The price at which you buy or sell shares may vary according to the broker’s buying power. When, as a buyer or seller, you ask your online broker for a share price, it will relay the request electronically to the retail service provider (RSP), which is the interface between retail brokers and equity markets.
The RSP will send back the best price it will have determined, with reference to the SETS (Stock Exchange Electronic Trading Service) or SETSmm or to the market makers, mainly through the SEAQ (Stock Exchange Automated Quotation) system. We will look at how these systems work.
The RSP is itself a market maker in some stocks up to a size limit, beyond which it will refer the trade to its own market makers, which provide a service in both quote-driven and order-book securities. Brokers choose how many RSPs they poll; it could be three or it could be a dozen.

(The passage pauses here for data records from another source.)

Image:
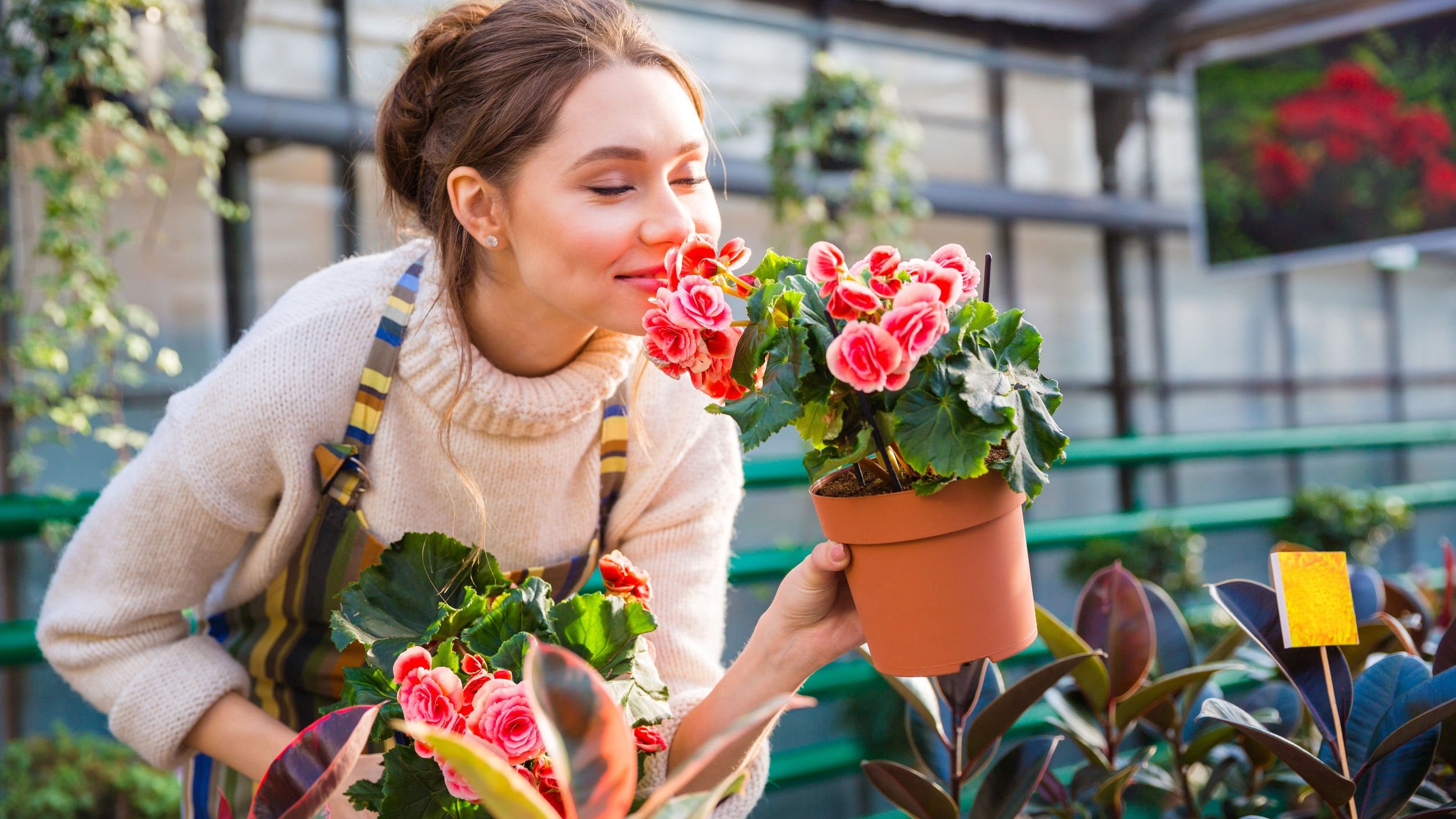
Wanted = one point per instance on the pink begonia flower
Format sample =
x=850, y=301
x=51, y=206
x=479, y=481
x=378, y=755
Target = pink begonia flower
x=849, y=299
x=954, y=258
x=456, y=785
x=721, y=344
x=428, y=751
x=942, y=277
x=697, y=304
x=718, y=384
x=431, y=697
x=864, y=356
x=411, y=659
x=697, y=256
x=883, y=260
x=648, y=739
x=503, y=717
x=666, y=340
x=916, y=319
x=824, y=263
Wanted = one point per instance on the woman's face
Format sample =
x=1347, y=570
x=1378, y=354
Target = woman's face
x=621, y=181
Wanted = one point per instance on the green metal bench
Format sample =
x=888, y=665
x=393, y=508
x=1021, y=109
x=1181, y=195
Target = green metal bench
x=21, y=516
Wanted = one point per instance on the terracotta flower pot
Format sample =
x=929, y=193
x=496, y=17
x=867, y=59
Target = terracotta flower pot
x=938, y=580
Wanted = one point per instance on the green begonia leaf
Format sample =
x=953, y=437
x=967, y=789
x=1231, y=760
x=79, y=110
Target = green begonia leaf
x=511, y=656
x=643, y=695
x=520, y=611
x=602, y=630
x=766, y=411
x=936, y=429
x=416, y=789
x=398, y=602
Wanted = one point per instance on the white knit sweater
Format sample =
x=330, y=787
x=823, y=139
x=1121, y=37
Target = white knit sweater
x=213, y=508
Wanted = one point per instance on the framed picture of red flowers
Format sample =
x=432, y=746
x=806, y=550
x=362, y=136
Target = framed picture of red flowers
x=1327, y=150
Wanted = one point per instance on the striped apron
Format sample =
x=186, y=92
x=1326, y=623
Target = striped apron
x=283, y=634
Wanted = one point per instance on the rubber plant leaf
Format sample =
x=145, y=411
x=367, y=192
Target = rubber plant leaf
x=1062, y=642
x=586, y=737
x=1328, y=783
x=1014, y=779
x=503, y=792
x=963, y=688
x=1254, y=606
x=1375, y=692
x=1165, y=687
x=1002, y=713
x=1404, y=742
x=1368, y=591
x=1174, y=637
x=1110, y=793
x=697, y=805
x=1114, y=617
x=909, y=791
x=714, y=746
x=916, y=691
x=313, y=767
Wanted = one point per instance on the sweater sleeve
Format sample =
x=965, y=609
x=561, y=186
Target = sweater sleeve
x=111, y=623
x=206, y=490
x=682, y=543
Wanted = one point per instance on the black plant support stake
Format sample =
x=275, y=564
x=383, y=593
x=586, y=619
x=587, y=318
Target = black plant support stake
x=874, y=428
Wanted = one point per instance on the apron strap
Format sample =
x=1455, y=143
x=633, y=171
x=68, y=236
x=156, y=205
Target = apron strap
x=341, y=465
x=570, y=576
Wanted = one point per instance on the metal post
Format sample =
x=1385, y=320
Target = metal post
x=1395, y=391
x=9, y=550
x=347, y=219
x=1289, y=388
x=1158, y=308
x=1001, y=171
x=225, y=21
x=1110, y=126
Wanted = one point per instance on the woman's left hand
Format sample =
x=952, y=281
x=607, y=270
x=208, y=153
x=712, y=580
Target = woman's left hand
x=813, y=619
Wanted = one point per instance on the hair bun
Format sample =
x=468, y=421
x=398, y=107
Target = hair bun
x=408, y=110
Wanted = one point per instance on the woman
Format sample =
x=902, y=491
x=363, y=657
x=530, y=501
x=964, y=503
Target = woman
x=554, y=150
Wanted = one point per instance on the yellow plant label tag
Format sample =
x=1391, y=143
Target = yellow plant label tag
x=1315, y=606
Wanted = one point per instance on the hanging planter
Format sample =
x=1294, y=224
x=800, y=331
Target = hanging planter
x=845, y=126
x=928, y=422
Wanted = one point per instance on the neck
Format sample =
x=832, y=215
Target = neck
x=517, y=331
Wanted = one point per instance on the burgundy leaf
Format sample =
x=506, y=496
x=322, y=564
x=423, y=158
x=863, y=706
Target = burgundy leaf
x=1113, y=616
x=302, y=780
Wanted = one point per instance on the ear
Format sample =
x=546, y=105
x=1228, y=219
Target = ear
x=478, y=204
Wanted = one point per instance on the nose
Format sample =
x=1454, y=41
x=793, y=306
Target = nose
x=667, y=219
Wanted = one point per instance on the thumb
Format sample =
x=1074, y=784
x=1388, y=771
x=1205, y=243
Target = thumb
x=824, y=566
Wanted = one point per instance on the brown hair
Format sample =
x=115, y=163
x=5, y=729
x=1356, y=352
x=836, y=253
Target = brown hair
x=484, y=85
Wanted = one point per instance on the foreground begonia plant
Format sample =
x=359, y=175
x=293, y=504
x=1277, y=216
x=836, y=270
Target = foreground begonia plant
x=889, y=356
x=572, y=713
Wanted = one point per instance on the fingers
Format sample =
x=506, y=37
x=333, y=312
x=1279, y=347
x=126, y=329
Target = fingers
x=830, y=556
x=824, y=565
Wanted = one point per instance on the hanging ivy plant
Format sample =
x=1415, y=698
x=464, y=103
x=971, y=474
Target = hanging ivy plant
x=92, y=85
x=844, y=159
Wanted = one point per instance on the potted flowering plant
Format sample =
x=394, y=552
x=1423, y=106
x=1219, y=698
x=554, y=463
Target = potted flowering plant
x=443, y=634
x=580, y=723
x=928, y=422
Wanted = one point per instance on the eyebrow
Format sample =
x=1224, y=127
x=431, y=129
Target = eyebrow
x=629, y=153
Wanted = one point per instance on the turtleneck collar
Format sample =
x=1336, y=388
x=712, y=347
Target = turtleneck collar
x=495, y=401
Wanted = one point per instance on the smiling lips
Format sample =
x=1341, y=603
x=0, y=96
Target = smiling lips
x=647, y=282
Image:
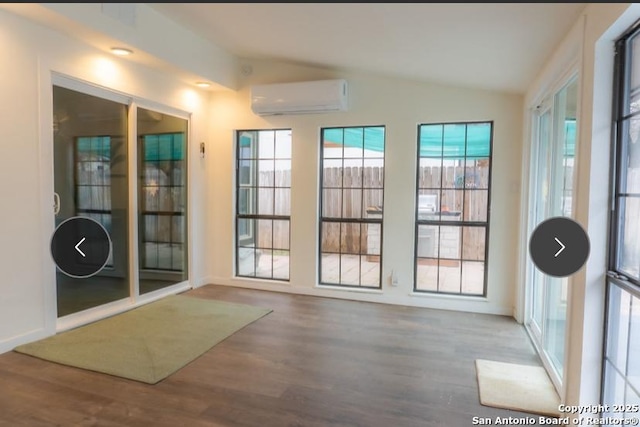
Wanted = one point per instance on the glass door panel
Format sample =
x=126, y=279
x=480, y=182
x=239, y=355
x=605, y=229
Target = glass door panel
x=551, y=195
x=162, y=200
x=90, y=180
x=540, y=201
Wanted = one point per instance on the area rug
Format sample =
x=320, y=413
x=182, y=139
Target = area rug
x=517, y=387
x=148, y=343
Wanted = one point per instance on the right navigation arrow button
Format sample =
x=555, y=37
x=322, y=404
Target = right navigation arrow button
x=561, y=247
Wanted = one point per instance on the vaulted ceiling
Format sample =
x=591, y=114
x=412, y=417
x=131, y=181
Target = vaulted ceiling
x=498, y=46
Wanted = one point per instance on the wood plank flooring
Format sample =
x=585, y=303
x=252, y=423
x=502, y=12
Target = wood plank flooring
x=311, y=362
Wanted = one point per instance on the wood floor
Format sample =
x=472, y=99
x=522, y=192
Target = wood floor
x=311, y=362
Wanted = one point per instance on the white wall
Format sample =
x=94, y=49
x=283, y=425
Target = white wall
x=30, y=54
x=400, y=105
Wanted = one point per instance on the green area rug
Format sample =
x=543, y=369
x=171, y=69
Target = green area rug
x=148, y=343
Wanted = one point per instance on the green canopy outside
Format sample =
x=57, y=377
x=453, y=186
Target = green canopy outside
x=448, y=140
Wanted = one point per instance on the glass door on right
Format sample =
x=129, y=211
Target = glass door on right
x=552, y=173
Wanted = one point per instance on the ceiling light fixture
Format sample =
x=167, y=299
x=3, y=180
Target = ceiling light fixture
x=121, y=51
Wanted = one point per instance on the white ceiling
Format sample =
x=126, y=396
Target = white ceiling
x=498, y=46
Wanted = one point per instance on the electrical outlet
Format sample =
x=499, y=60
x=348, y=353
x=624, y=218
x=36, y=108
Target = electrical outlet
x=393, y=278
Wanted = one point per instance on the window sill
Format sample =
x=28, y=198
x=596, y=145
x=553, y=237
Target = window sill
x=350, y=289
x=479, y=298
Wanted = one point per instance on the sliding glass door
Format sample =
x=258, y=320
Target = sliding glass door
x=94, y=162
x=552, y=172
x=91, y=180
x=162, y=200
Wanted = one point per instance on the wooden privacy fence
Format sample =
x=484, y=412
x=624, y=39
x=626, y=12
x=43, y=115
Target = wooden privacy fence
x=357, y=192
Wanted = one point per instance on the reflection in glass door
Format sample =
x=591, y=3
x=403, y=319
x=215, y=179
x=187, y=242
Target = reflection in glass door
x=551, y=195
x=91, y=180
x=162, y=197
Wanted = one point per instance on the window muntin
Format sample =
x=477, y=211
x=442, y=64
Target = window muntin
x=452, y=207
x=621, y=371
x=263, y=203
x=351, y=192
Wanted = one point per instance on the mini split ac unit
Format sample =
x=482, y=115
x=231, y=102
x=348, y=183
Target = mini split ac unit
x=321, y=96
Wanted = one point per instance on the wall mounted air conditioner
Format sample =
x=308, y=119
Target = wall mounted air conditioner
x=321, y=96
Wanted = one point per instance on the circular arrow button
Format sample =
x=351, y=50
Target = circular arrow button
x=80, y=247
x=559, y=246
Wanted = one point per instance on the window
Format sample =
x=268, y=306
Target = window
x=263, y=200
x=621, y=370
x=452, y=207
x=351, y=188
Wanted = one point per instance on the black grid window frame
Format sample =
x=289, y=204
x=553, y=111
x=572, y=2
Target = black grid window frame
x=617, y=278
x=255, y=217
x=91, y=211
x=461, y=223
x=77, y=162
x=342, y=221
x=176, y=212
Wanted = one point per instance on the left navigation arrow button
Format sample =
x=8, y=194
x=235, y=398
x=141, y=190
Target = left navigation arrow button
x=78, y=249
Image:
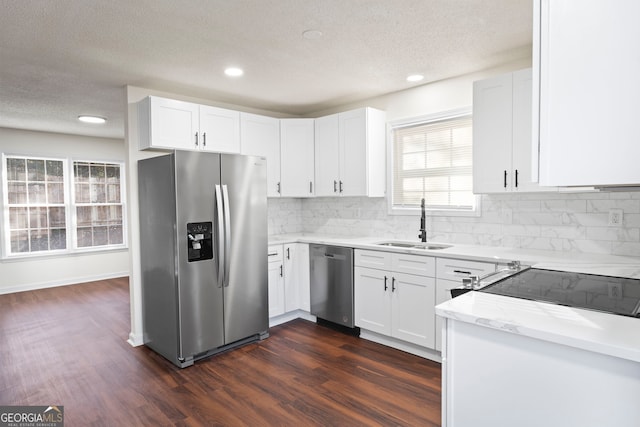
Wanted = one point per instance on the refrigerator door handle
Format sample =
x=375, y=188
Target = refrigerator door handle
x=221, y=236
x=227, y=234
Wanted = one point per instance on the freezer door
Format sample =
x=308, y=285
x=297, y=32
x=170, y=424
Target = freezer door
x=244, y=182
x=199, y=292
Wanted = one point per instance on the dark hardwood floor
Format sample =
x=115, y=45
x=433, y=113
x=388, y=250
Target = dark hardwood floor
x=66, y=346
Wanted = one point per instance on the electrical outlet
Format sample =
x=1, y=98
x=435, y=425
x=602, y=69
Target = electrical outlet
x=615, y=291
x=507, y=216
x=615, y=217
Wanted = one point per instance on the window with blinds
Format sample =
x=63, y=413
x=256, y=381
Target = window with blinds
x=432, y=159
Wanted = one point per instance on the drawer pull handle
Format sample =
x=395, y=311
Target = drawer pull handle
x=468, y=273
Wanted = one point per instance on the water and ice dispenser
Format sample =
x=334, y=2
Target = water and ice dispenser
x=200, y=241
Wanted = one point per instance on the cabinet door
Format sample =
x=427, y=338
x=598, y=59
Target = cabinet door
x=219, y=129
x=296, y=157
x=276, y=281
x=296, y=277
x=412, y=308
x=353, y=153
x=589, y=91
x=304, y=281
x=522, y=141
x=174, y=124
x=260, y=136
x=327, y=148
x=372, y=299
x=492, y=134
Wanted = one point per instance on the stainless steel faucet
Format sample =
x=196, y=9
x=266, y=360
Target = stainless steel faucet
x=423, y=223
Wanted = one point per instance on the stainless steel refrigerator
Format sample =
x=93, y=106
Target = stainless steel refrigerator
x=203, y=253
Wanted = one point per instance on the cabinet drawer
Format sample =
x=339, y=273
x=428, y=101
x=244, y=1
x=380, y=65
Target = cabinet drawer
x=274, y=253
x=414, y=264
x=456, y=270
x=372, y=259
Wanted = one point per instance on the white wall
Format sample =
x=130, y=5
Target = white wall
x=40, y=272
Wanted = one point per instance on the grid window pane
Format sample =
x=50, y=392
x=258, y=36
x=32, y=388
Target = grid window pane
x=55, y=193
x=35, y=170
x=83, y=193
x=98, y=190
x=38, y=218
x=55, y=170
x=18, y=218
x=39, y=240
x=57, y=217
x=20, y=241
x=17, y=193
x=58, y=238
x=98, y=193
x=100, y=236
x=37, y=194
x=85, y=237
x=17, y=169
x=115, y=235
x=81, y=172
x=433, y=160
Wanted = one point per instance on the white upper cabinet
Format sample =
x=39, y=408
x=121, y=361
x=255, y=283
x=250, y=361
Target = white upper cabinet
x=502, y=134
x=220, y=129
x=350, y=154
x=586, y=69
x=168, y=124
x=260, y=136
x=296, y=157
x=327, y=147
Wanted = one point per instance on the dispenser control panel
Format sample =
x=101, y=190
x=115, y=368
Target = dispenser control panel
x=200, y=241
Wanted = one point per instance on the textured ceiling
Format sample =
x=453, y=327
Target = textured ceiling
x=62, y=58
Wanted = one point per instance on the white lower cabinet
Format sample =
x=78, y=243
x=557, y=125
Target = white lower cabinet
x=276, y=281
x=296, y=277
x=397, y=298
x=289, y=282
x=449, y=274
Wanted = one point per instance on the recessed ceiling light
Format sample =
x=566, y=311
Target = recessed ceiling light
x=312, y=34
x=92, y=119
x=234, y=72
x=415, y=77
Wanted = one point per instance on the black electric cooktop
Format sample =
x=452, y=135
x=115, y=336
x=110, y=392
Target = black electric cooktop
x=602, y=293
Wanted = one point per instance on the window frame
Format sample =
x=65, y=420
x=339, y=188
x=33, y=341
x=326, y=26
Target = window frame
x=70, y=206
x=414, y=121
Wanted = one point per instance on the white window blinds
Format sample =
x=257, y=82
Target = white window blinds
x=433, y=160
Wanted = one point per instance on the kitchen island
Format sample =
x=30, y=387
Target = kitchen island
x=510, y=361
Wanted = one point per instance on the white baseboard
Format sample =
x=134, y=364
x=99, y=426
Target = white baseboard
x=72, y=281
x=135, y=340
x=292, y=315
x=408, y=347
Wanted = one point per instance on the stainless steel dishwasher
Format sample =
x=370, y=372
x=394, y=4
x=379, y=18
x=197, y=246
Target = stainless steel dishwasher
x=332, y=284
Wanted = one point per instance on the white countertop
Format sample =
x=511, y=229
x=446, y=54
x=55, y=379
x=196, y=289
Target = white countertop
x=613, y=335
x=609, y=265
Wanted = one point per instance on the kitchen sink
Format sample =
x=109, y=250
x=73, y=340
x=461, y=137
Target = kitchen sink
x=415, y=245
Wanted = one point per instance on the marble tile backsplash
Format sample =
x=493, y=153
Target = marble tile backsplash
x=569, y=222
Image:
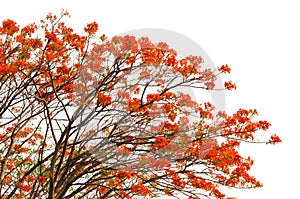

The broker may contact several RSPs simultaneously for quotes, and relay only the most competitive one to the client. But some brokers rotate RSPs in turn on the basis of one per deal, which may not achieve so competitive a result. Some brokers may obtain a quote in a deal size other than that requested by the customer. The point to grasp here is that brokers may use different ways to obtain prices from RSPs and the prices may be different. The results may not be equally to your advantage as a trader.
Direct market access
Regular traders of large stocks have good reason to prefer DMA (direct market access) to the RSP route. This way, like the brokers themselves, they make an entry directly onto the LSE order book. It is the only way to place a limit order – specifying the maximum price at which you will deal – that is visible in the market.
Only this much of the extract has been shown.